Wednesday, June 17, 2009
I am the alpha dog!
Mind you, the Android app is a fairly trivial piece of programming next to the AppEngine middleware that does the actual parsing and updating of WikiTravel. Which is the way it should be. Resources are scarce on a smartphone, and both processing and battery power are relatively meagre; I expect the design pattern of choice is going to be "get as much of the work done as you can on your server farm, then communicate simple low-bandwidth stuff to the phone."
Ultimately, the phone isn't much more than a user interface. In fact, now that I think about it, my whole app follows the classic Model-View-Controller design: WikiTravel is the model, the smartphone is the view, and my AppEngine service is the controller. Huh. Plus ça change, plus c'est la même chose.

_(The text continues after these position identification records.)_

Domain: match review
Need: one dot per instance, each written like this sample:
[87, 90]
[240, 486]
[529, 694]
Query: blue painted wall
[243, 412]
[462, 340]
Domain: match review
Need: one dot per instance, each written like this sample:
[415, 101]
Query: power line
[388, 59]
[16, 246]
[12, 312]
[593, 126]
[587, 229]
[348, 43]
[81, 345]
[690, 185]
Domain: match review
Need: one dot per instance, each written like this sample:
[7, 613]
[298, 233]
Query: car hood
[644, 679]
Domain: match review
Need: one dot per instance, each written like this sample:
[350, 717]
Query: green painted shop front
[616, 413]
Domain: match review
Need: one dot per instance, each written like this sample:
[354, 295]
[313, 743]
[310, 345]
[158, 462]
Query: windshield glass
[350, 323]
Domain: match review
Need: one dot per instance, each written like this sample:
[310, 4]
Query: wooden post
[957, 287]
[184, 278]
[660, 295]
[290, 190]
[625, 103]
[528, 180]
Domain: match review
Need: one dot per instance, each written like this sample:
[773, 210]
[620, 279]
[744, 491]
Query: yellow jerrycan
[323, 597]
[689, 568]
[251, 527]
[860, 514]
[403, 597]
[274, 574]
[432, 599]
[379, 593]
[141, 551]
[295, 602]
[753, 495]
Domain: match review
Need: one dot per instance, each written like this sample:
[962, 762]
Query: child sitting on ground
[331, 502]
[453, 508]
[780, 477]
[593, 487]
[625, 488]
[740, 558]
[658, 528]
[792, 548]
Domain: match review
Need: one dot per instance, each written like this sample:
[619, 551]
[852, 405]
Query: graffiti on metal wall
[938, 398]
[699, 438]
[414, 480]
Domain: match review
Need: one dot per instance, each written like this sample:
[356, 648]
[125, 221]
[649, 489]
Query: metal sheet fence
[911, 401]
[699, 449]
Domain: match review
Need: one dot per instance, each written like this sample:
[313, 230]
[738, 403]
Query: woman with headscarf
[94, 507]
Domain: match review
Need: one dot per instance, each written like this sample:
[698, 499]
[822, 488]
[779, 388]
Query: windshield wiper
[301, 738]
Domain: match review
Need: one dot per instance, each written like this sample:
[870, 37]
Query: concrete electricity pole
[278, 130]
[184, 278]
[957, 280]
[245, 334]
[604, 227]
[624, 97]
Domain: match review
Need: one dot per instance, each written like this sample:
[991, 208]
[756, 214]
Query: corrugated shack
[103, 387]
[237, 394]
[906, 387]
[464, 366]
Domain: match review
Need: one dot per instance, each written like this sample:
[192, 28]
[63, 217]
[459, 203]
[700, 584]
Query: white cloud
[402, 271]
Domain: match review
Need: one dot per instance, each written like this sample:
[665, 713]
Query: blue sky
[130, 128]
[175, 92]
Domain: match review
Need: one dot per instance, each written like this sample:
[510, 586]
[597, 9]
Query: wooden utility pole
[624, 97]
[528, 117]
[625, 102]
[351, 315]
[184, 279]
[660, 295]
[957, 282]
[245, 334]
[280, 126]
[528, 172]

Anyway, a list of tips, tricks, and annoyances since last we met:
- Let's start off with the annoyances. Character encoding. This has never been my strong suit, and I all too often wind up trial-and-erroring a solution. What doesn't help here is that I've got URL encoding (eg "?"->"%3F" in an HTTP request), HTML encoding (eg & -> & in a web page) and actual character encoding (ASCII? Unicode? UTF-8?) and while I grok the first two, I always have a mental block with the latter. I seem to have brute-forced something like a solution. We'll see. I expect it will rear its ugly head again.
Python, weirdly, for all its text-processing power, doesn't come with much in the way of built-in HTML escaping and unescaping. "cgi.escape" will do much, but, annoyingly, not everything in the way of escaping. As for unescaping, fuhgedaboudit. Fortunately, I found this neat little solution somewhere on the Internets:
#HTML unescape
#taken from the Internet
class Unescaper:
entity_re = re.compile(r'&(#?[A-Za-z0-9]+?);')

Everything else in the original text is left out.